Suède: les sociaux-démocrates s'apprêtent à revenir au pouvoir
La Suède devrait connaître l'alternance lors des élections législatives de dimanche, qui devraient voir la victoire des sociaux-démocrates et une poussée de l'extrême droite, en position de brouiller les cartes.
Après huit ans de règne d'une coalition de centre droit, le scrutin devrait porter au poste de Premier ministre Stefan Löfven, 57 ans, un ancien dirigeant syndical aux origines modestes qui n'a jamais été ni élu ni ministre.
Selon un dernier sondage réalisé par Demoskop et paru vendredi, le parti social-démocrate serait en tête avec 29,2% des voix.
Un tel score serait parmi les plus faibles de l'histoire de ce parti qui a largement dominé la vie politique de la Suède, avec des figures comme Olof Palme, et façonné son modèle social et économique.
La tâche de M. Löfven, homme doué pour le rassemblement mais peu charismatique, s'annonce déjà compliquée. Car les votes tels que les prévoient les sondages devraient le confronter à un Parlement fragmenté, où son gouvernement sera très probablement minoritaire.
«Les sociaux-démocrates semblent s'être fixé un but de 35% des votes. Et on dirait qu'ils ne vont pas l'atteindre. Ce serait un problème pour le leadership de Stefan Löfven», estime Mikael Sundström, professeur de science politique de l'université de Lund.
Avant même d'avoir pris le pouvoir, la coalition que M. Löfven devrait constituer avec les Verts et le Parti de gauche est vue comme bancale, traversée par des divergences sur des questions aussi délicates que l'énergie, la défense, la place du secteur privé dans la santé et l'éducation ou l'urgence qu'il y aurait à défaire les réformes libérales du gouvernement sortant.
Vendredi soir, lors de l'ultime débat électoral à la télévision publique, les cravates rouges portées par les chefs des trois partis de gauche, qu'elles aient été concertées ou non, atténuaient l'impression de désunion.
«Il doit y avoir plusieurs ingrédients dans une stratégie pour l'emploi. Investir dans le rail et le logement. Voilà qui donne du travail ici et maintenant. Voilà qui renforce la Suède», a martelé M. Löfven.
Le leader social-démocrate, dont la campagne a été consensuelle, avec comme slogan «Une Suède meilleure, pour tous», s'est voulu offensif, mais n'avait pas l'éloquence d'adversaires rompus à cet exercice.
- Montée de l'extrême droite -
L'autre souci de la gauche est la montée des Démocrates de Suède (extrême droite), entrés au Parlement en 2010 avec 5,7% des voix, et en mesure de doubler ce score. S'ils ont beaucoup voté avec la coalition de droite sortante, qui était minoritaire au Parlement, ils seront moins conciliants avec la gauche.

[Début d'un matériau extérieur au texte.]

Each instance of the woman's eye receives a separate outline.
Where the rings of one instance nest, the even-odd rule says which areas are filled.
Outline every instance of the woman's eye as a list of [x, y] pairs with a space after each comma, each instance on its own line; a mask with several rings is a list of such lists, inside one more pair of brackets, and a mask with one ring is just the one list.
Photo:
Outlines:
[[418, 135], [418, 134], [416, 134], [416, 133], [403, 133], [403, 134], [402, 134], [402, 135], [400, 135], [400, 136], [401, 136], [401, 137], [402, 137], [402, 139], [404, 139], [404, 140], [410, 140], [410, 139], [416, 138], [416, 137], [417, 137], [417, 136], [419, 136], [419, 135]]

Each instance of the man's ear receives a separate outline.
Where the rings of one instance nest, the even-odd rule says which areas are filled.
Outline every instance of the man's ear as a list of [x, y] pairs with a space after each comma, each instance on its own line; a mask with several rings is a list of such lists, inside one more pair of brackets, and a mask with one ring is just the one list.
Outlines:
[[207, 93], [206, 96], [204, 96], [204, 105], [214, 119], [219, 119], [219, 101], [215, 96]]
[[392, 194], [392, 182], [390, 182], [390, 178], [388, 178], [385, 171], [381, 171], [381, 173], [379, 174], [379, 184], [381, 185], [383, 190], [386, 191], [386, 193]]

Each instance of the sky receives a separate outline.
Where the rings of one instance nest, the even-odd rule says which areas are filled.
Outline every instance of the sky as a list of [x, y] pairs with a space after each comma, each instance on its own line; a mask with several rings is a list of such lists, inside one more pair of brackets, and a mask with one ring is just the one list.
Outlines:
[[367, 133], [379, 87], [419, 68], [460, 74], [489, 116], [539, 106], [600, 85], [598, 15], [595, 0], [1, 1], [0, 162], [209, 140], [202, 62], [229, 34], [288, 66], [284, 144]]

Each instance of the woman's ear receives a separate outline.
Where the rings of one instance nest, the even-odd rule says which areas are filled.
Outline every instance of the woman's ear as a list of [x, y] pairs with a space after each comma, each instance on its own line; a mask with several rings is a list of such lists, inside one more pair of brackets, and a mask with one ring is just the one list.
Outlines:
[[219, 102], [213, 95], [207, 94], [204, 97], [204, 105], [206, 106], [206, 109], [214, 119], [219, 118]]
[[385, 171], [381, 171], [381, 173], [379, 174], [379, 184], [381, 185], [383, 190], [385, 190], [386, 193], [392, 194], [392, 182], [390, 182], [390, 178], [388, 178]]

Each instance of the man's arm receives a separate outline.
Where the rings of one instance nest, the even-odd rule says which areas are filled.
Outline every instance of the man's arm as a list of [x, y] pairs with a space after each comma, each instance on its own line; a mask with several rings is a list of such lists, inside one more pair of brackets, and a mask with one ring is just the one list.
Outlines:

D'après M. Sundström, même si «personne ne veut coopérer avec eux», ce parti séduit des électeurs opposés au consensus pro-immigration.
L'élection marquera sans doute la fin du règne de Fredrik Reinfeldt, 49 ans, Premier ministre depuis 2006. Celui-ci devrait rester dans l'histoire pour sa gestion habile des effets de la crise économique mondiale et sa capacité à imposer, sans heurter le consensus social, la politique pro-entreprise et la discipline budgétaire qu'il avait promises.
Le parti des Modérés (conservateur et libéral) de M. Reinfeldt devrait arriver deuxième dimanche, avec 20 à 25% des voix.
Même si le Premier ministre reste apprécié des électeurs de droite, il subira la lassitude de l'électorat face à la rigueur. Les électeurs jeunes notamment semblent les plus désireux d'un changement.
La coalition sortante «a peut-être fait une erreur en disant que nous devons faire des économies. Dans une économie qui a toujours un chômage relativement élevé cela n'a pas beaucoup de sens pour beaucoup de gens», estime Lars Magnusson, professeur de politique économique à l'université d'Uppsala.
Les législatives suédoises se déroulent en un seul tour, avec des listes par région. Franchir un seuil de 4% est nécessaire pour être représenté au Parlement.
Les huit formations du Parlement sortant sont bien parties pour y parvenir : trois de gauche (sociaux-démocrates, Verts et Parti de gauche), quatre de la coalition gouvernementale (Modérés, Parti populaire libéral, Parti du centre et chrétiens-démocrates) et une d'extrême droite (Démocrates de Suède). Le parti Initiative féministe pourrait éventuellement faire son entrée pour la première fois, même si les sondeurs lui prédisaient vendredi un échec.
Les bureaux de vote ferment à 20H00 (18H00 GMT) dimanche. Un institut de sondage, YouGov, a promis de premières estimations quatre heures avant cela.